In 1817, James Parkinson expressed a hope about the disease that is named after him. He thought that at some point there would be a discovery and “the progress of the disease may be stopped.”

Now, nearly 200 years since Parkinson expressed his hope, and after four decades of unsuccessful clinical trials, a group of French researchers reports the first glimmer of success — a modest slowing of the disease in a one-year study.

And the drug they used? A so-called GLP-1 receptor agonist, similar to the wildly popular drugs Ozempic, for diabetes, and Wegovy, for obesity.

As many as half a million Americans have been diagnosed with Parkinson’s disease, a degenerative brain illness second only to Alzheimer’s in prevalence.

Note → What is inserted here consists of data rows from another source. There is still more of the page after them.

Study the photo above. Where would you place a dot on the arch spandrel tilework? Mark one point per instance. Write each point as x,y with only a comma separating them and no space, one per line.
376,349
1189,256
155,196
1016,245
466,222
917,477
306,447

Symptoms include tremors, slowness and stiffness, and difficulty with balance. That can lead to difficulty walking, talking and swallowing. Many patients develop dementia.

But there are drugs and treatments, like deep brain stimulation, that help, said Dr. David Standaert, a Parkinson’s expert at the University of Alabama at Birmingham.

“You will look and feel much better,” Dr. Standaert said. The problem is that the disease inexorably progresses.

“When you get five or 10 years into Parkinson’s, a lot of problems emerge,” he said.

The new study gave researchers cautious hope.

It is not a slam dunk, but it is “nibbling at the edges of disease modification,” said Dr. Michael S. Okun, a Parkinson’s disease expert at the University of Florida who was not involved in the study.

Dr. Standaert, who also was not involved in the trial, said it was “a really encouraging step forward.”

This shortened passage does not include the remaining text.